Gov. Bill Walker announced on Friday the amount of the next Permanent Fund dividend: $1,022 for every qualified Alaskan, in spite of the state's multibillion-dollar budget deficit.
But the oil-wealth payments are less than half of what they would have been had Walker not vetoed a portion of the Alaska Legislature's transfer of money to pay them. That partial veto in June reduced dividends from an estimated $2,052. The larger dividend would have been paid from a $1.3 billion pot originally set aside by the Legislature.
The money available for dividends, determined by a formula tied to investment returns from the Permanent Fund, has remained high even as oil revenue that pays for most of Alaska's government services has dried up.
Walker's veto, he reiterated in a Friday morning video message, was to preserve the state's dwindling savings accounts.
For the past year, Walker has been promoting a deficit-reduction plan that would divert some of the $54 billion Permanent Fund's investment earnings to help pay for government services. A House committee rejected an amended version of his proposal after the Senate approved it earlier this year.
"If we don't fix the dividend, certainly everything indicates it will go away in the next couple of years," Walker said in the video.

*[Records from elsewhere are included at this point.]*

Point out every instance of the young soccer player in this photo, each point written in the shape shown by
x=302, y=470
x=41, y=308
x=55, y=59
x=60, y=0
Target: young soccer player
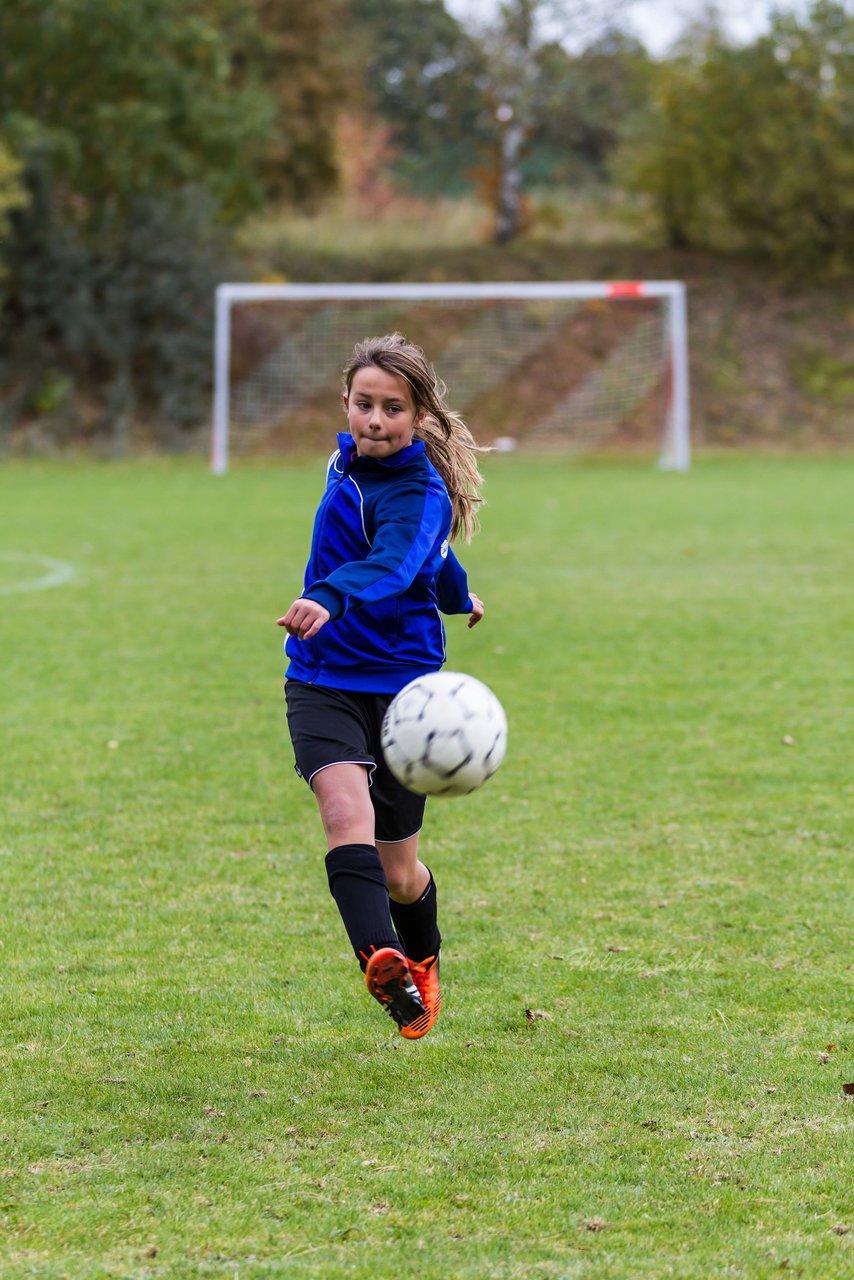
x=402, y=483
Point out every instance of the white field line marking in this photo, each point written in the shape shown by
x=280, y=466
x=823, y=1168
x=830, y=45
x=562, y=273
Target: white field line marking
x=53, y=572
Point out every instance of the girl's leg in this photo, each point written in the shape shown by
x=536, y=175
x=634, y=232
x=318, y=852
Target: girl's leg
x=412, y=897
x=356, y=877
x=406, y=876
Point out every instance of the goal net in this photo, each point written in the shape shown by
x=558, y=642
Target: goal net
x=555, y=366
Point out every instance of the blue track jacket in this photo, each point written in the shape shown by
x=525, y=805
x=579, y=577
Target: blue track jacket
x=382, y=565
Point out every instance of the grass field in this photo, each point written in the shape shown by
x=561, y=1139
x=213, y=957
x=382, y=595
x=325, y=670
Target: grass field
x=647, y=913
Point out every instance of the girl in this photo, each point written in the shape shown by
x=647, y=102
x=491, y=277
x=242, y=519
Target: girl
x=402, y=483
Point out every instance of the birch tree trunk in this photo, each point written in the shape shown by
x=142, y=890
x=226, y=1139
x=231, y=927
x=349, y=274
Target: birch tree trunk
x=508, y=218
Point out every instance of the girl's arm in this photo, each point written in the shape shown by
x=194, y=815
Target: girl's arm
x=304, y=618
x=452, y=590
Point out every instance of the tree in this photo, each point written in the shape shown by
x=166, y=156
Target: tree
x=300, y=59
x=514, y=46
x=752, y=146
x=140, y=131
x=423, y=74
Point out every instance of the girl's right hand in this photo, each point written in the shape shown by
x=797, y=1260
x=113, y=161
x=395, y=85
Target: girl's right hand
x=304, y=618
x=476, y=609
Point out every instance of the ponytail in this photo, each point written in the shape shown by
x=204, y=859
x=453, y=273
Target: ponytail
x=450, y=444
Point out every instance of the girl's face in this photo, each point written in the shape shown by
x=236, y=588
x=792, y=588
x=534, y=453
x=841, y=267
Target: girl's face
x=382, y=412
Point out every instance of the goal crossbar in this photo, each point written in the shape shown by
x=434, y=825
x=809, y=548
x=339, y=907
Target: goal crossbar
x=675, y=453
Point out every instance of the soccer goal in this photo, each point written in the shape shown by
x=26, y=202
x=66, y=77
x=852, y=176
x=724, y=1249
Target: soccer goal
x=553, y=366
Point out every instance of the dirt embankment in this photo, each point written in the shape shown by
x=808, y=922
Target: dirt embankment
x=771, y=353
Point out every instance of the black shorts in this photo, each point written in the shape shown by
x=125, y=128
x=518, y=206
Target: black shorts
x=336, y=726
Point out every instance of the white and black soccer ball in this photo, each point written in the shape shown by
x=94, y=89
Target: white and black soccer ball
x=444, y=734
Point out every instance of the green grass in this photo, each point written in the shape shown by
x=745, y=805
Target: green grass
x=647, y=913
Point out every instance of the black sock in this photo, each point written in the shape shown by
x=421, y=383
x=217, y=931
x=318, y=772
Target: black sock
x=359, y=886
x=416, y=924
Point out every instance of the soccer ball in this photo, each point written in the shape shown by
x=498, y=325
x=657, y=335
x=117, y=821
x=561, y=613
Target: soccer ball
x=444, y=734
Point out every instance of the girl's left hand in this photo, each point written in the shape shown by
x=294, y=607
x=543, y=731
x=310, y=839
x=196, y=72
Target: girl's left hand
x=304, y=618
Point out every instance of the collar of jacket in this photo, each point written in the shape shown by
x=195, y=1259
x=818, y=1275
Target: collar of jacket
x=350, y=457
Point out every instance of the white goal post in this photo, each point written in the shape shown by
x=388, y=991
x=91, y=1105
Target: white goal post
x=487, y=334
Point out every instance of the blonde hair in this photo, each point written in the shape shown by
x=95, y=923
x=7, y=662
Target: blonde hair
x=450, y=444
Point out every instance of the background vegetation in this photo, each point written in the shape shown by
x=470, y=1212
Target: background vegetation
x=150, y=150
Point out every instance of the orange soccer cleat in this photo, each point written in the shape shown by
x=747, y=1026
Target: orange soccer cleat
x=389, y=981
x=425, y=976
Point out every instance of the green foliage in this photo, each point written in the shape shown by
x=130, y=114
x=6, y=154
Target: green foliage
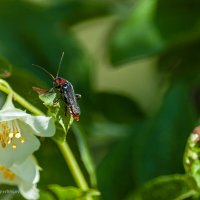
x=130, y=148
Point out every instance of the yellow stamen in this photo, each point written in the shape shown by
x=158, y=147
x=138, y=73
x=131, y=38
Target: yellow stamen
x=10, y=133
x=7, y=173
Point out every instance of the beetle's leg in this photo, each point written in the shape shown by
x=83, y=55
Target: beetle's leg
x=78, y=96
x=56, y=101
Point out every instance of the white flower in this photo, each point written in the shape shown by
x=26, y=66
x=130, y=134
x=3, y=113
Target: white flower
x=18, y=131
x=25, y=176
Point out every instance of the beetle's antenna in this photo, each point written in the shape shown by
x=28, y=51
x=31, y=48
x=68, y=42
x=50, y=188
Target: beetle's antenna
x=60, y=64
x=45, y=71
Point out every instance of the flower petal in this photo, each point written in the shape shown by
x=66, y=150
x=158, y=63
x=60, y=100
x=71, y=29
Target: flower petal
x=11, y=114
x=29, y=191
x=27, y=170
x=28, y=174
x=10, y=156
x=43, y=126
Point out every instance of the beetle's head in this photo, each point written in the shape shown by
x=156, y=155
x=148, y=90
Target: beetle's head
x=59, y=81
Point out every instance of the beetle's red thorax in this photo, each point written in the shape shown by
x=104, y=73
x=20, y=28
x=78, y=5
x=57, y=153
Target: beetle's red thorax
x=60, y=81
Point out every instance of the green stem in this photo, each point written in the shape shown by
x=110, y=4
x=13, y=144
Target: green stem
x=63, y=146
x=73, y=165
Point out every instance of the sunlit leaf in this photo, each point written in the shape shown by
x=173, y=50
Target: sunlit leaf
x=167, y=187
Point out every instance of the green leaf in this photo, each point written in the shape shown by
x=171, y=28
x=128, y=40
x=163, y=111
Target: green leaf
x=192, y=155
x=177, y=187
x=57, y=111
x=161, y=143
x=174, y=20
x=70, y=193
x=137, y=36
x=114, y=172
x=5, y=68
x=182, y=61
x=117, y=108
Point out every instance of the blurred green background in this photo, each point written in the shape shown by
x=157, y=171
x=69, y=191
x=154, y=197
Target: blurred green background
x=136, y=64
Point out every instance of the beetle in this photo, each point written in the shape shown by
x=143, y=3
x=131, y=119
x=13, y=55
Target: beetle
x=66, y=90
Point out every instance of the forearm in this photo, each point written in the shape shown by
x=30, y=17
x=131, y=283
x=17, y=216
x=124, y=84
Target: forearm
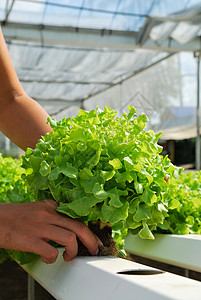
x=23, y=120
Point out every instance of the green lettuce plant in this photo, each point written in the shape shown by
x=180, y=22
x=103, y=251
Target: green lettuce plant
x=99, y=166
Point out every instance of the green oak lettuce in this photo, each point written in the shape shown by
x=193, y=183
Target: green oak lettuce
x=184, y=210
x=99, y=166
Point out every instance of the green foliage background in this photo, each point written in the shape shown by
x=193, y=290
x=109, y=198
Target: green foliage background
x=99, y=166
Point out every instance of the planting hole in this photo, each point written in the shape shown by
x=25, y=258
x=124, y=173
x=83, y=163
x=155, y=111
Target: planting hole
x=140, y=272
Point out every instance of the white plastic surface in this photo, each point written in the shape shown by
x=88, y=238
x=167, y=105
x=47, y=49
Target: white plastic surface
x=97, y=278
x=179, y=250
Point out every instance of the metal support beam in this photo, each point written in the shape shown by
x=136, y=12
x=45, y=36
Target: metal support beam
x=30, y=288
x=198, y=146
x=90, y=38
x=8, y=11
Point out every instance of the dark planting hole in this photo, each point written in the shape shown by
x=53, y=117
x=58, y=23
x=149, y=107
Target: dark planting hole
x=140, y=272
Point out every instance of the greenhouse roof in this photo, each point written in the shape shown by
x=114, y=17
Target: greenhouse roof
x=67, y=51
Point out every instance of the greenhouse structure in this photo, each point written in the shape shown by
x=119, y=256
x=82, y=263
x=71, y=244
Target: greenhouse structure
x=87, y=55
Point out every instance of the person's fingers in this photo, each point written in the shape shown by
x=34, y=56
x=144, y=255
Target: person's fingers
x=80, y=229
x=65, y=238
x=47, y=252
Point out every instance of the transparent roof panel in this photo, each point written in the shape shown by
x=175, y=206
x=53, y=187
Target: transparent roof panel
x=116, y=14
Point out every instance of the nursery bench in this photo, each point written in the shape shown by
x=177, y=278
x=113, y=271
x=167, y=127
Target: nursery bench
x=111, y=278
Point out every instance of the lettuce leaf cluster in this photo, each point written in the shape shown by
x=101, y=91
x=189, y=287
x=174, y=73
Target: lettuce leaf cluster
x=184, y=209
x=99, y=166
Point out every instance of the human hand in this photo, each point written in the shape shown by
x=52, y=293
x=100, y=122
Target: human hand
x=29, y=227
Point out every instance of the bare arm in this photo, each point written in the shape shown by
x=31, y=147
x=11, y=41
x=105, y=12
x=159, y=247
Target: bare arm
x=22, y=119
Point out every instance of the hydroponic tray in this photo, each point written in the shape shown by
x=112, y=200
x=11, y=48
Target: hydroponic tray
x=180, y=250
x=110, y=278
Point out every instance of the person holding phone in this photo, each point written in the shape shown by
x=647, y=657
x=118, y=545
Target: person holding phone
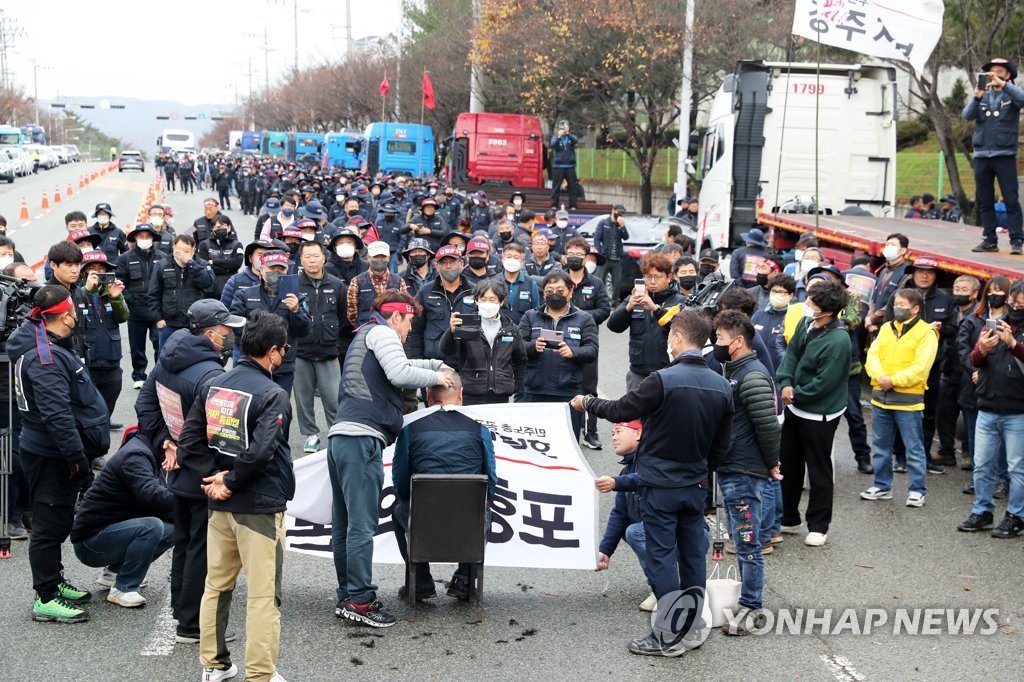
x=995, y=111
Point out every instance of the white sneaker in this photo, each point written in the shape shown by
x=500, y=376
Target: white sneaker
x=914, y=500
x=815, y=539
x=126, y=599
x=875, y=493
x=215, y=675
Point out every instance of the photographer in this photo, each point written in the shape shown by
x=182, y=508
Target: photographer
x=995, y=111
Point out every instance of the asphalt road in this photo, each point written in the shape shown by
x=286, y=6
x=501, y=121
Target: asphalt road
x=551, y=624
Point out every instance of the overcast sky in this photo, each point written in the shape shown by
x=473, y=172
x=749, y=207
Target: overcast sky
x=194, y=51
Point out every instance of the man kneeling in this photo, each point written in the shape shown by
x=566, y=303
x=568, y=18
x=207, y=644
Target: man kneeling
x=445, y=441
x=124, y=521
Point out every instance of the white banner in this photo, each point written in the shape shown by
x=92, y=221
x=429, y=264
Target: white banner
x=887, y=29
x=544, y=514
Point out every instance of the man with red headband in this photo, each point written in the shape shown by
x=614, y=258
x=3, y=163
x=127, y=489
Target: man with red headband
x=370, y=419
x=64, y=425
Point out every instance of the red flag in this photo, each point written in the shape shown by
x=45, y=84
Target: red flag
x=428, y=91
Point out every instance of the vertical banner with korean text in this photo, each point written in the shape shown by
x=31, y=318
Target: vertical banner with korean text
x=544, y=514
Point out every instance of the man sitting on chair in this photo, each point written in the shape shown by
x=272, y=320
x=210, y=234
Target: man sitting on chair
x=445, y=441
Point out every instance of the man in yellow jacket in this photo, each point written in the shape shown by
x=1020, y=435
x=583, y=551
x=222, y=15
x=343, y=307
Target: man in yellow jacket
x=898, y=364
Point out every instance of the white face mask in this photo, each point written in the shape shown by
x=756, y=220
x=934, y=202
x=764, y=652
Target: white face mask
x=487, y=309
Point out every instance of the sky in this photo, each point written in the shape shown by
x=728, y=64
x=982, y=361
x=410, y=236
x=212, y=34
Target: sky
x=193, y=51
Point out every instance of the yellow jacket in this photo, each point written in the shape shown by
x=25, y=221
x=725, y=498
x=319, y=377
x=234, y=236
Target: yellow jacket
x=905, y=353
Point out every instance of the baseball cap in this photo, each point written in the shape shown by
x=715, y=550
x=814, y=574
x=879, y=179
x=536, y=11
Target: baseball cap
x=209, y=312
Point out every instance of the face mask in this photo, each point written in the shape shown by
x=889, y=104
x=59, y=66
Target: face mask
x=901, y=314
x=996, y=300
x=778, y=301
x=687, y=282
x=450, y=275
x=555, y=301
x=487, y=309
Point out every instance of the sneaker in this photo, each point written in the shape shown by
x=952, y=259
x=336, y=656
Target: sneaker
x=71, y=593
x=1001, y=489
x=312, y=444
x=57, y=609
x=976, y=522
x=743, y=622
x=372, y=613
x=125, y=599
x=215, y=675
x=815, y=539
x=1010, y=526
x=875, y=493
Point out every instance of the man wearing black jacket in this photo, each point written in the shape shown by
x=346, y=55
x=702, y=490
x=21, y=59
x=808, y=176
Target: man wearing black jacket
x=64, y=425
x=672, y=469
x=123, y=522
x=190, y=358
x=233, y=440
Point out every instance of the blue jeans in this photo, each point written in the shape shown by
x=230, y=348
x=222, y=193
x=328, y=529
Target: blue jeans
x=127, y=548
x=356, y=470
x=741, y=497
x=991, y=432
x=885, y=423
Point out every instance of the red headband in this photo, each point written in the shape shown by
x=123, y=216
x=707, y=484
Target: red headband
x=398, y=306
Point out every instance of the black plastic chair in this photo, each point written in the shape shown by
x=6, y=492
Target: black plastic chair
x=446, y=522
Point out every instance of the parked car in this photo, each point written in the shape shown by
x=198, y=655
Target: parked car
x=132, y=161
x=646, y=231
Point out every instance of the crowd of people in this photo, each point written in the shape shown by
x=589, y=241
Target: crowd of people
x=365, y=291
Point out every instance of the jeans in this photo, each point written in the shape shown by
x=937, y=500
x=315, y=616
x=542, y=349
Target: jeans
x=884, y=426
x=356, y=470
x=992, y=432
x=986, y=171
x=127, y=548
x=310, y=375
x=741, y=496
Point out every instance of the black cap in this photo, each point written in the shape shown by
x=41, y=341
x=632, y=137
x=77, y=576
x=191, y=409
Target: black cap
x=210, y=312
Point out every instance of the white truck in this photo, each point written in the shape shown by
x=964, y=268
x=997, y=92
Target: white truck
x=758, y=153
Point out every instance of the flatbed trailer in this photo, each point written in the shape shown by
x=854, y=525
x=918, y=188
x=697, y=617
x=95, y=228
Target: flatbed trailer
x=949, y=244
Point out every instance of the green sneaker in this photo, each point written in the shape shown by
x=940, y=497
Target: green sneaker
x=71, y=593
x=57, y=610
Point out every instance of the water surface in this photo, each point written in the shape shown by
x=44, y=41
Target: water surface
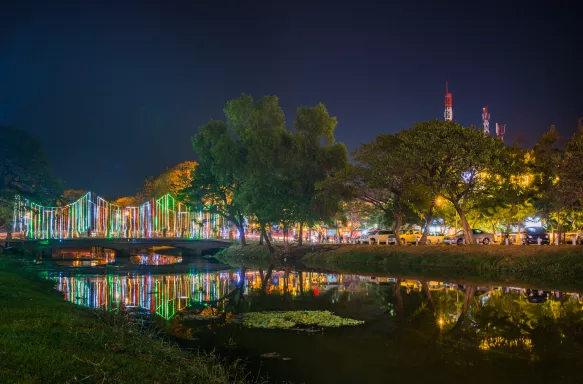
x=415, y=329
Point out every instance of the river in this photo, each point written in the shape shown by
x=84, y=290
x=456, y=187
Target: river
x=414, y=329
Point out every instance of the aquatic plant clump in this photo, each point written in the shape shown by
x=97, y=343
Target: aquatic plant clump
x=292, y=318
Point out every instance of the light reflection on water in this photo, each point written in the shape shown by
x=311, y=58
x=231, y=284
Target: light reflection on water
x=154, y=259
x=467, y=332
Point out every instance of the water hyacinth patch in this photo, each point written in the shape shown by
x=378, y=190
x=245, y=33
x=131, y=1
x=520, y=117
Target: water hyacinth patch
x=292, y=318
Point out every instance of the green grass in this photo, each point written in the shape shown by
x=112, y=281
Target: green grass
x=45, y=339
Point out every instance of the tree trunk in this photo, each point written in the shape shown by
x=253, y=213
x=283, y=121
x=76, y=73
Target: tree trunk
x=428, y=221
x=301, y=234
x=427, y=293
x=241, y=229
x=470, y=290
x=397, y=227
x=399, y=305
x=267, y=277
x=468, y=234
x=267, y=240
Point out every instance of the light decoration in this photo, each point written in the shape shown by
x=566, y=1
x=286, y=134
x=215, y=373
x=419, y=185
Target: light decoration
x=93, y=216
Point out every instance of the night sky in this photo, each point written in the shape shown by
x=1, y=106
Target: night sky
x=116, y=92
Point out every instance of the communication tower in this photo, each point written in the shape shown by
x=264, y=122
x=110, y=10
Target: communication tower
x=486, y=120
x=448, y=113
x=500, y=131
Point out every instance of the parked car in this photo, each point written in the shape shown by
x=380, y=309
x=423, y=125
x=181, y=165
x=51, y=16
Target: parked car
x=364, y=237
x=482, y=237
x=512, y=237
x=435, y=238
x=380, y=237
x=406, y=235
x=578, y=237
x=530, y=235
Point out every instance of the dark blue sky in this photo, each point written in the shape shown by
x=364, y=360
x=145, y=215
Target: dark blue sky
x=116, y=92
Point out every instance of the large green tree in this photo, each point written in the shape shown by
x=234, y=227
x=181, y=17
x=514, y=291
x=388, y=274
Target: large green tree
x=379, y=178
x=315, y=157
x=24, y=170
x=266, y=147
x=216, y=182
x=452, y=161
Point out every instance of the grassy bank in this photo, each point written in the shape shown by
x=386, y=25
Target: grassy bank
x=45, y=339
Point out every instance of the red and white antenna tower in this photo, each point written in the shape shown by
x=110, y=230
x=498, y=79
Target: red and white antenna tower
x=486, y=120
x=448, y=114
x=500, y=131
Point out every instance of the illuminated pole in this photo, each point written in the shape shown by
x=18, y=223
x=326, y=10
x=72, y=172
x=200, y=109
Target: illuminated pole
x=500, y=131
x=448, y=113
x=486, y=120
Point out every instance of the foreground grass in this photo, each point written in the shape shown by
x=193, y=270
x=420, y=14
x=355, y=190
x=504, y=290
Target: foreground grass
x=45, y=339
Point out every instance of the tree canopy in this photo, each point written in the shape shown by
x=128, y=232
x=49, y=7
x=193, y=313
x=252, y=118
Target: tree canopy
x=24, y=170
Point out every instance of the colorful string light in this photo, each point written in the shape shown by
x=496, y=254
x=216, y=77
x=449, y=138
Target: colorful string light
x=93, y=216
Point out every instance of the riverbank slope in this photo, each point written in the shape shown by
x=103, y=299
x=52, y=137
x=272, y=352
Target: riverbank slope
x=46, y=339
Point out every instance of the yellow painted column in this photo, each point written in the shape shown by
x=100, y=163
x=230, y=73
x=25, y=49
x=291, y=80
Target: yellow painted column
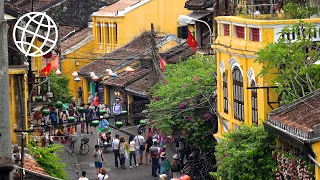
x=12, y=109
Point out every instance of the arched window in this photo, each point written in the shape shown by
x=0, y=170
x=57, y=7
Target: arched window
x=254, y=101
x=225, y=93
x=99, y=33
x=238, y=99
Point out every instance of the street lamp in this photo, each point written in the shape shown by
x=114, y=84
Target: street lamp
x=185, y=20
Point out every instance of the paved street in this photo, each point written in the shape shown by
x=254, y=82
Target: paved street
x=142, y=172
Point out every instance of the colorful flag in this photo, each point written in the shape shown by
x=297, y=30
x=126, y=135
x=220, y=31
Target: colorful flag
x=55, y=62
x=192, y=42
x=162, y=64
x=46, y=70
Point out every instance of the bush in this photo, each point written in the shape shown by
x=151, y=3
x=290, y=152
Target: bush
x=245, y=154
x=47, y=158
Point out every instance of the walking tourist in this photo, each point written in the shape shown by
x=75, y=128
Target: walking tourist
x=117, y=108
x=147, y=147
x=139, y=139
x=133, y=151
x=115, y=149
x=90, y=98
x=83, y=176
x=154, y=150
x=164, y=165
x=123, y=152
x=89, y=116
x=176, y=167
x=98, y=158
x=103, y=174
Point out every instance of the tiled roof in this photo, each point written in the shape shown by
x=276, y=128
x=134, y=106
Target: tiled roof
x=198, y=4
x=126, y=77
x=141, y=86
x=173, y=55
x=114, y=8
x=300, y=118
x=75, y=39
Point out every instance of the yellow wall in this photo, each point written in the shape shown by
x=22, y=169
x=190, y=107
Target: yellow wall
x=159, y=12
x=14, y=101
x=73, y=62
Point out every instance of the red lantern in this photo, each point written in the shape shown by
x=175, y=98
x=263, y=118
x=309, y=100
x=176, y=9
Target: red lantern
x=49, y=55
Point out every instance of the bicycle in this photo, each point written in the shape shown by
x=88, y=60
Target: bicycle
x=84, y=146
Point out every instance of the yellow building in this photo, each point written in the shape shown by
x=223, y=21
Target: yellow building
x=119, y=23
x=238, y=40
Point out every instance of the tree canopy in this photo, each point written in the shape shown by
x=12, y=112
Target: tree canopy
x=295, y=60
x=182, y=103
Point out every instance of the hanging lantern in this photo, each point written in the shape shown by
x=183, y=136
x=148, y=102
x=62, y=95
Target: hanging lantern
x=91, y=74
x=75, y=74
x=71, y=119
x=77, y=79
x=129, y=69
x=95, y=78
x=45, y=112
x=95, y=123
x=109, y=71
x=58, y=72
x=49, y=55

The governor's authority to veto a portion of the dividend is the subject of an ongoing lawsuit filed by a Democratic state senator, Bill Wielechowski, and two former Republican lawmakers, Clem Tillion and Rick Halford.
Walker was in South Korea on Friday, meeting with government and business officials in hopes of selling some of the state's natural gas for its proposed pipeline project. His office filmed the video last week, after his administration calculated the dividend amount, said spokeswoman Katie Marquette.
More than 643,000 Alaskans will receive this year's checks, Walker's office said.
Walker handed over the official task of announcing the size of this year's PFD to a junior high school student, Shania Sommer, who in the video reprised a role she played a year ago.
In 2015, Sommer unveiled a $2,072 dividend in a conference room in the state-owned Atwood Building in downtown Anchorage.
This year, the video announcement was filmed by Walker's staff at Sommer's school in Palmer — a venue that, in a brief question-and-answer with Sommer, Walker used to stress his view of the urgency of a long-term budget plan for the state.
He pointed out that this year's dividend — even at its reduced level — was still roughly in line with the state's historical average of about $1,150.
The House's Republican-led majority was quick to denounce the governor Friday, issuing a statement saying Walker's "unilateral decision" would take "money from Alaskans' pockets." But the statement offered no suggestions of other ways to reduce the budget deficit.
Anchorage Republican Rep. Charisse Millett, the majority leader, earlier this year sponsored her own legislation that was similar to Walker's proposal to restructure the Permanent Fund.
"We cannot close the gap with cuts or new broad-based revenue alone. A sound fiscal solution will necessarily involve using the Permanent Fund," said a slideshow on the legislation by Anchorage Republican Sen. Lesil McGuire, who presented it alongside Millett in the House Finance Committee in February.
But on Friday, Millett criticized Walker. In a prepared statement, she said, "We heard from our constituents during session and we're still hearing from them now: 'Don't take the PFD to pay for government.'"
In a phone interview, Millett argued that her position wasn't inconsistent with her legislation, which would have only delayed a restructuring of the dividend until after this year, not avoided a restructuring altogether.
"My constituents would have understood how it worked. They would have understood the process and had some time to recognize that the structure of the dividend was going to change," she said. "The governor didn't get his way — he can't just arbitrarily make it so."
The divide in public opinion seemed to be encapsulated by a pair of tweets sent in response to a question from Rep. Shelley Hughes, R-Palmer, about what people thought about the dividend announcement.
One reply, from "Carlisleboy," read, "It's theft from every person in Alaska because you idiots cannot balance a budget like all of us have to do!"
But another, from Dan LaSota, said, "I'm glad our governor stepped in to fill the leadership vacuum created by the Legislature."